Chris Chris - 10 months ago 47
Python Question

Matching multiple patterns in a string

I have a string that looks like that:

s = "[A] text [B] more text [C] something ... [A] hello"

basically it consists of
[X] chars
and I am trying to get the text "after" every

I would like to yield this dict (I don't care about order):

mydict = {"A":"text, hello", "B":"more text", "C":"something"}

I was thinking about a regex but I was not sure if that is the right choice because in my case the order of [A], [B] and [C] can change, so this string is valid too:

s = "[A] hello, [C] text [A] more text [B] something"

I don't know how to properly extract the string. Can anyone point me to the right direction?

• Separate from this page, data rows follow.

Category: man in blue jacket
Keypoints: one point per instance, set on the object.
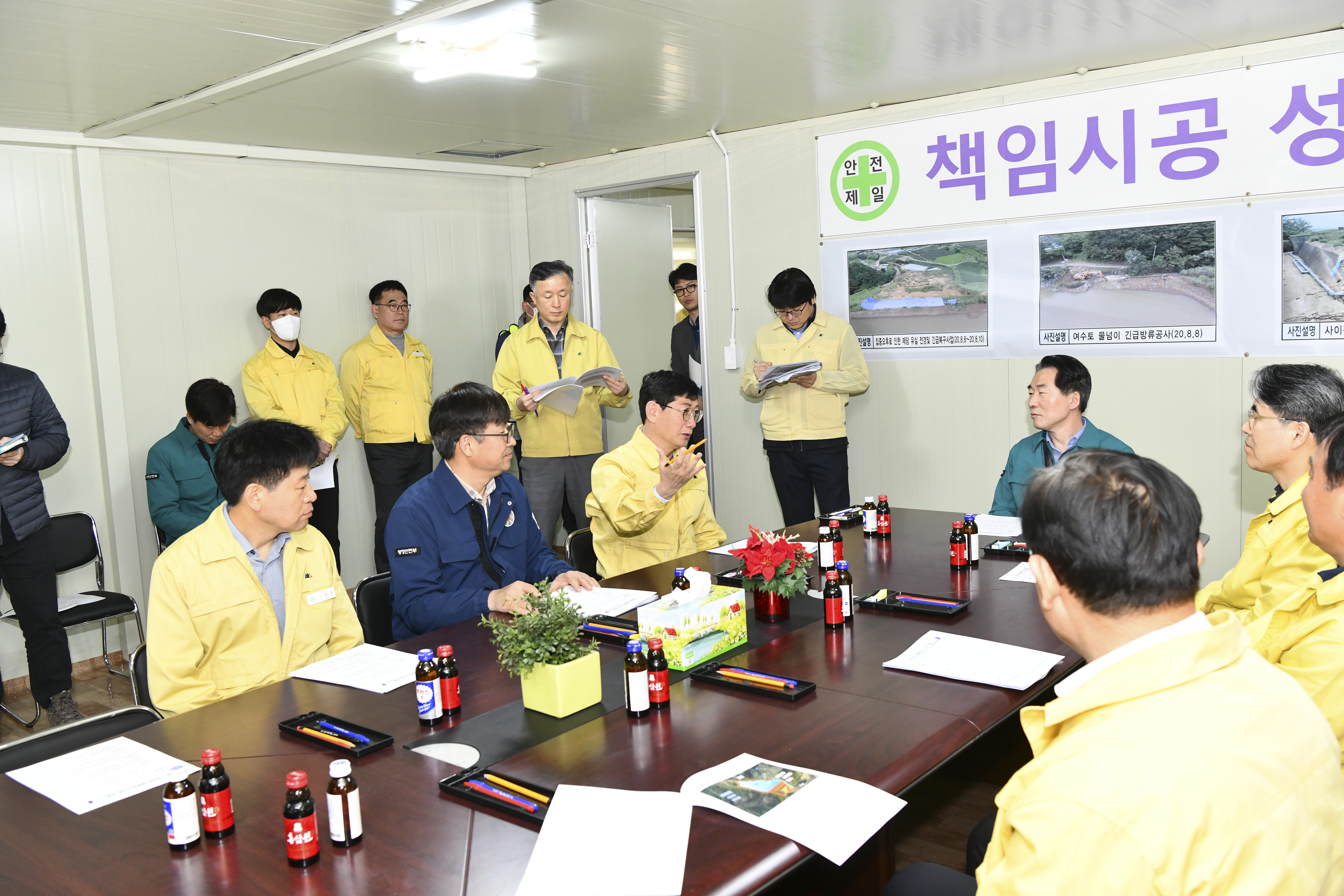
(1057, 398)
(463, 542)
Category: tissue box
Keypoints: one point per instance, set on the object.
(695, 631)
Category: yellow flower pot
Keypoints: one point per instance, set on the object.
(562, 691)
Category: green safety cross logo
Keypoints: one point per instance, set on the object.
(865, 181)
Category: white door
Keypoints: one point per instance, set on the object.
(629, 259)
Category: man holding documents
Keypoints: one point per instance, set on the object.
(803, 413)
(1177, 761)
(252, 594)
(1057, 398)
(651, 504)
(561, 426)
(463, 541)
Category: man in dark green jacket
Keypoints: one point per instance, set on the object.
(1057, 398)
(179, 472)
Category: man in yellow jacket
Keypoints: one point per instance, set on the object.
(803, 420)
(252, 594)
(388, 379)
(558, 449)
(288, 381)
(1291, 404)
(1177, 762)
(647, 504)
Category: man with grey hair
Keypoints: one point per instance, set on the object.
(1290, 405)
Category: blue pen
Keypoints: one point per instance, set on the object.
(342, 731)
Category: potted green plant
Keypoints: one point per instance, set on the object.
(561, 674)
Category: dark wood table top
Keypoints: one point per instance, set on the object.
(885, 727)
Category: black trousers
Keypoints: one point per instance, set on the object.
(808, 467)
(29, 574)
(326, 516)
(393, 467)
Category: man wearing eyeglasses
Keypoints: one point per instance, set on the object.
(804, 420)
(388, 381)
(650, 499)
(463, 541)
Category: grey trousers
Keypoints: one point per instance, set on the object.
(550, 481)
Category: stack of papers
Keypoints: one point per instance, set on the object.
(954, 656)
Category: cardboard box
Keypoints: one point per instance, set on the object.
(697, 631)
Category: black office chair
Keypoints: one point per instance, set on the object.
(58, 742)
(580, 554)
(374, 608)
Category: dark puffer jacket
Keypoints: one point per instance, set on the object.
(27, 408)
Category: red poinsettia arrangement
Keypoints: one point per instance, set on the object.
(773, 563)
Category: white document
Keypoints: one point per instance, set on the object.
(1021, 573)
(99, 776)
(586, 824)
(366, 667)
(828, 815)
(998, 527)
(954, 656)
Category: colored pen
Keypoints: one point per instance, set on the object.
(519, 789)
(342, 731)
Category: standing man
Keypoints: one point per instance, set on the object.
(27, 559)
(291, 382)
(803, 420)
(686, 339)
(558, 449)
(388, 379)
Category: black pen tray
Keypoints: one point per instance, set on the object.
(453, 786)
(377, 739)
(709, 674)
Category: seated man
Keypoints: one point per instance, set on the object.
(179, 480)
(252, 594)
(463, 541)
(644, 510)
(1290, 404)
(1058, 400)
(1177, 761)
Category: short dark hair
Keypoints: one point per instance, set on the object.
(212, 402)
(1070, 377)
(546, 271)
(664, 387)
(386, 287)
(791, 288)
(1307, 393)
(463, 410)
(263, 452)
(1119, 530)
(686, 271)
(277, 300)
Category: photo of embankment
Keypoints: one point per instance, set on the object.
(1160, 276)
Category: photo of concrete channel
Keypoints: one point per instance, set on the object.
(1148, 277)
(1314, 284)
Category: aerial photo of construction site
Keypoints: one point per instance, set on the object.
(941, 288)
(1314, 287)
(1162, 276)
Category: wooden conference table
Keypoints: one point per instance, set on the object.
(888, 729)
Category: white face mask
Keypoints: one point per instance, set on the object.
(287, 327)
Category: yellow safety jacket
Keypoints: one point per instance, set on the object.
(526, 359)
(791, 412)
(1304, 636)
(388, 395)
(303, 390)
(632, 529)
(213, 632)
(1277, 561)
(1189, 768)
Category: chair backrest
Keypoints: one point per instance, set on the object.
(580, 554)
(58, 742)
(374, 606)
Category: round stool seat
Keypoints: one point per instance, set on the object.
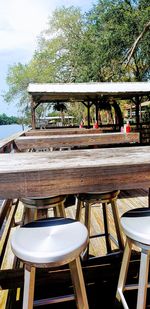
(52, 240)
(42, 202)
(99, 196)
(136, 224)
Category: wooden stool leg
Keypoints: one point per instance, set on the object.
(123, 271)
(78, 211)
(42, 213)
(62, 210)
(88, 226)
(143, 280)
(29, 281)
(30, 214)
(106, 229)
(117, 224)
(56, 211)
(78, 283)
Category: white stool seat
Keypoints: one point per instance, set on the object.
(52, 240)
(136, 225)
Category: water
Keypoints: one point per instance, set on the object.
(10, 129)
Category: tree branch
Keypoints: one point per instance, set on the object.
(134, 46)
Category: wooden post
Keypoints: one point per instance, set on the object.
(96, 111)
(33, 113)
(88, 114)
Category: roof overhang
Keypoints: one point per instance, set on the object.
(63, 92)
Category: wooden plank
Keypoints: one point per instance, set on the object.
(64, 131)
(80, 140)
(7, 142)
(68, 172)
(7, 228)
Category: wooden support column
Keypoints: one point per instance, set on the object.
(137, 102)
(33, 113)
(88, 114)
(96, 111)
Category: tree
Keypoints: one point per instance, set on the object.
(90, 47)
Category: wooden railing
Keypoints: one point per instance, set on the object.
(8, 221)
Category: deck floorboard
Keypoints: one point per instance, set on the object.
(101, 293)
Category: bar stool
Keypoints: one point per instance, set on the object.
(87, 199)
(51, 242)
(136, 226)
(37, 207)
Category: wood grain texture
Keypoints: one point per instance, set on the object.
(79, 140)
(64, 131)
(44, 174)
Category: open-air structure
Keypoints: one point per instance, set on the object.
(89, 94)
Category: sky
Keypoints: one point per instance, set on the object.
(21, 21)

Thanks.

Answer Source

Not sure if this is quite what you're looking for but it fails with duplicates

s = "[A] hello, [C] text [A] more text [B] something"

results = [text.strip() for text in re.split('\[.\]', s) if text]

letters = re.findall('\[(.)\]', s)

dict(zip(letters, results))

{'A': 'more text', 'B': 'something', 'C': 'text'}

Since the output looks like this:

In [49]: results
Out[49]: ['hello,', 'text', 'more text', 'something']

In [50]: letters
Out[50]: ['A', 'C', 'A', 'B']

To solve for duplicate you could do something like....

mappings = {}

for pos, letter in enumerate(letters):
        mappings[letter] += ' ' + results[pos]
    except KeyError:
        mappings[letter] = results[pos]

which gives: {'A': 'hello, more text', 'B': 'something', 'C': 'text'}